# HEI ignition & Rally tach



## TommyG67 (Dec 17, 2009)

Does anyone know if I can run a Rally instrument panel tach directly from my HEI ignition? I converted my '67 GTO to HEI and am very happy with that, but have since aquired a Rally instrument cluster and wonder if the tach will work OK when connected to the HEI tach output. Mostly, I don't want to fry the tach!


----------



## FlambeauHO (Nov 24, 2011)

I'll stay tuned on here because my 68 rally tach has never worked with my HEI. I always assumed I had a bad rally tach and was planning on mailing it away during my rebuild.


----------



## Matthew (Feb 11, 2011)

Your tach will have to be upgraded for electronic ignition. Several places that will do it -- Auto Instruments did mine. Cost was about $275. Matt


----------



## Eric Animal (Oct 28, 2007)

I THINK, there is a "box" that you can purchase from MSD that will allow a stock tach to work with electronic ignitions...about $50...and tells you what it will work with....check it out. Eric


----------



## SIXT5GTO (Mar 9, 2010)

The HEI that was in my car had a hook up on the side for input 12vlt power and a tac, I hooked tac wire up and it worked,( there is a fuse in the tac line, it never blew) So it can work with the right model distr.
Hope that helps


----------



## BearGFR (Aug 25, 2008)

SIXT5GTO said:


> The HEI that was in my car had a hook up on the side for input 12vlt power and a tac, I hooked tac wire up and it worked,( there is a fuse in the tac line, it never blew) So it can work with the right model distr.
> Hope that helps


:agree I have an aftermarket Proform HEI in my 69, and it has two connections on the cap -- one for 12v in (ignition) and the other for the tach. I connected my in-dash Rallye tach directly to the tach lead on the HEI, through a fuse, and it works. I'm not convinced the caibration is accurate though - it seems fine at idle and low rpm, but up around 5-grand or so I think the tach may be reading low. The other evening I was bouncing off the rev limiter with a 5500 rpm chip in it at the time, and the tach was reading right at 5000 - or very close. It was kinda hard to tell exactly because I'm still getting used to the beast and 5000 rpm arrives REALLY fast in this thing... 

Bear


----------



## TommyG67 (Dec 17, 2009)

Thanks for the feedback! Sounds like good news for me - I'll try the tach output on the HEI (which I rebuilt form a wrecking yard unit with advance kit & adjustable vacuum advance). I'll let y'all know how it turns out.

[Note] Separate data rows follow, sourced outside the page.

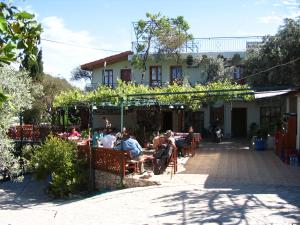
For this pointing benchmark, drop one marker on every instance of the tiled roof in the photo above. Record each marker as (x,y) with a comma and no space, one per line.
(109,60)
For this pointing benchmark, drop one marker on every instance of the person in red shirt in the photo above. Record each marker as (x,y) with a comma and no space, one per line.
(74,133)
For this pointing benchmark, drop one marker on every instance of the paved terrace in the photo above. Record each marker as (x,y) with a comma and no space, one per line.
(225,183)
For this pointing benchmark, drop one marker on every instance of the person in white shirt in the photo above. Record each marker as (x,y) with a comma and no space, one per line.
(108,140)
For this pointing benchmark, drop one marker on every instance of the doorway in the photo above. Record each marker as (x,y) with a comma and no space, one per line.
(126,75)
(167,121)
(239,122)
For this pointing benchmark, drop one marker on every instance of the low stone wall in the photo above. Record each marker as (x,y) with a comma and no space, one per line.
(131,181)
(107,180)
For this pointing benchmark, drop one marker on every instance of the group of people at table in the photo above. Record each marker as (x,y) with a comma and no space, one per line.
(162,145)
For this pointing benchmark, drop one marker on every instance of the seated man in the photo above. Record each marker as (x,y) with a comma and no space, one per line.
(156,140)
(169,136)
(162,157)
(134,147)
(108,140)
(185,142)
(74,133)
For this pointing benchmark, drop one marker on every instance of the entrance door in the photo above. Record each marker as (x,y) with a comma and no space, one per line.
(167,121)
(126,75)
(239,122)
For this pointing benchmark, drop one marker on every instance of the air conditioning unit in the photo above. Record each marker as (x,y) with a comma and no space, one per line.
(191,62)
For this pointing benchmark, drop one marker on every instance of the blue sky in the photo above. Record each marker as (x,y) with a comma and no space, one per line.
(107,24)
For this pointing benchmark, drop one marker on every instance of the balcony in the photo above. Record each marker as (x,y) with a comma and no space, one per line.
(216,44)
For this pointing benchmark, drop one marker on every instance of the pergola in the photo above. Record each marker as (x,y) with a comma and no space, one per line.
(149,99)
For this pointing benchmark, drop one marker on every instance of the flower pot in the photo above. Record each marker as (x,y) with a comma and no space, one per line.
(260,144)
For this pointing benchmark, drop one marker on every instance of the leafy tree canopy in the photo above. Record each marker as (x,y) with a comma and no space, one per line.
(41,108)
(78,74)
(283,48)
(20,90)
(19,36)
(107,95)
(160,35)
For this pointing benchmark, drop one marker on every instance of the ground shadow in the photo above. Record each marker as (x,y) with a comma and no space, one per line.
(236,206)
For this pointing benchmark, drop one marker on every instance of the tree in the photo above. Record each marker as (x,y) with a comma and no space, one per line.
(78,74)
(19,39)
(20,91)
(35,69)
(214,69)
(42,106)
(19,36)
(159,35)
(282,48)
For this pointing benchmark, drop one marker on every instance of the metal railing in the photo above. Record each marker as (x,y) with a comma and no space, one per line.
(94,86)
(215,44)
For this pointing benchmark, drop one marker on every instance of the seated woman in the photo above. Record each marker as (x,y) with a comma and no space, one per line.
(74,133)
(162,157)
(156,140)
(131,144)
(108,140)
(185,142)
(97,136)
(169,136)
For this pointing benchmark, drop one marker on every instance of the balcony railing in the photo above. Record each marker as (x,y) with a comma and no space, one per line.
(94,86)
(215,44)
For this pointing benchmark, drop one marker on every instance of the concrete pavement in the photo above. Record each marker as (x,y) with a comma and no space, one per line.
(193,196)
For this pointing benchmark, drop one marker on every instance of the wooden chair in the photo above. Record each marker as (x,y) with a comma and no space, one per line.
(190,149)
(173,161)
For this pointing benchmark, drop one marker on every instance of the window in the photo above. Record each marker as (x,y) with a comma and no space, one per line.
(176,73)
(155,76)
(108,78)
(269,115)
(238,72)
(126,75)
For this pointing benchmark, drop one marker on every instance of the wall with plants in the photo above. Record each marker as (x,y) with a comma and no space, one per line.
(59,161)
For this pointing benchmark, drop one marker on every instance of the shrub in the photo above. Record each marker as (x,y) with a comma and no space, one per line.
(59,159)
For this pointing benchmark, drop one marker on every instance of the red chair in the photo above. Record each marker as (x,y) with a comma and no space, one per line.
(190,149)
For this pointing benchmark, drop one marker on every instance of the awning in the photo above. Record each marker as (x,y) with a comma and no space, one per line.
(268,94)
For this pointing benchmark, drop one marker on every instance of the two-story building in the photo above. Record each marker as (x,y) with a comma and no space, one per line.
(235,117)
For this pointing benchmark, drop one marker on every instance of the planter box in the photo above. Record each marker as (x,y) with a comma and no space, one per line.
(260,144)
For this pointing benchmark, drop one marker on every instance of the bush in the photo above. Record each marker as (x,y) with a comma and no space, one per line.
(59,159)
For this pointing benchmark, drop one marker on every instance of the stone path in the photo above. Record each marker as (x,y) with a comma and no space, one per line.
(220,185)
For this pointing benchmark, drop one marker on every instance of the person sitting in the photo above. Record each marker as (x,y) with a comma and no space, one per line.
(97,136)
(185,142)
(108,140)
(162,156)
(169,136)
(74,133)
(107,123)
(128,143)
(156,140)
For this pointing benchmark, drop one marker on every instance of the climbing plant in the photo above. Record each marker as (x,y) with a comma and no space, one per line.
(191,97)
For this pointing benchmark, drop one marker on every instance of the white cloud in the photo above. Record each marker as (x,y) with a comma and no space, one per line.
(259,2)
(290,2)
(271,19)
(291,11)
(60,59)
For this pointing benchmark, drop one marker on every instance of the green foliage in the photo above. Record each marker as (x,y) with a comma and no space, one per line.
(86,133)
(40,112)
(20,90)
(275,50)
(107,95)
(162,35)
(78,74)
(20,35)
(59,159)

I believe that the MSD adapter is to fix the problem with tach readings where the MSD fires multiple times at less than 3000(?) RPM. Idle tach readings are WAY OFF, as the tach reads the multi-spark as higher RPM.


----------



## Pontiacdude (May 4, 2011)

I installed Electronic Ignition in my 68 GTO with the rally dash and indash tach. Hooked tach into the cap where it said tach. Tach worked fine.


----------



## Rukee (Feb 8, 2007)

BearGFR said:


> :agree I have an aftermarket Proform HEI in my 69, and it has two connections on the cap -- one for 12v in (ignition) and the other for the tach. I connected my in-dash Rallye tach directly to the tach lead on the HEI, through a fuse, and it works. I'm not convinced the caibration is accurate though - it seems fine at idle and low rpm, but up around 5-grand or so I think the tach may be reading low. The other evening I was bouncing off the rev limiter with a 5500 rpm chip in it at the time, and the tach was reading right at 5000 - or very close. It was kinda hard to tell exactly because I'm still getting used to the beast and 5000 rpm arrives REALLY fast in this thing...
> 
> Bear


Keep in mind, the motor revs up way faster then the tach can keep up!!


----------



## BearGFR (Aug 25, 2008)

Rukee said:


> Keep in mind, the motor revs up way faster then the tach can keep up!!


Yeah, then there was the converter issue I had too that wasn't helping matters. I think it's better now, but won't know for sure until I get some dry pavement. 

Bear


----------



## bullet20cc (Apr 4, 2009)

*Tach*

Most HEI systems are analog. MSD has some new digital units out. Most all tachs are analog if they have a swing needle and will work with most HEI systems. Digital tachs use lighted numbers to tell rpm. Then you may need the MSD tach adaptor.


----------



## TommyG67 (Dec 17, 2009)

Thanks to all who replied - finally got the engine fired and found 2 instrument issues (that are maybe related?). The Rally tach reads ~1/2 what I'd expect and the temp guage reads somewhat high. I am wondering if a poor ground might be the problem? Bought.installed all new wiring harness (for HEI & Rally tach setup), but perhaps the ground in the panel board is not as good as it should be? Any suggestions?


----------



## BearGFR (Aug 25, 2008)

If your car originally had lights instead of gauges did you swap out the printed circuit board on the rear of the cluster with the one for gauges? The ones for lights and the ones for gauges are different.

Bear


----------



## FlambeauHO (Nov 24, 2011)

My HEI 400 with rally tach reads about half what it should also. I figured it was just because its HEI. I know my grounds are good...


----------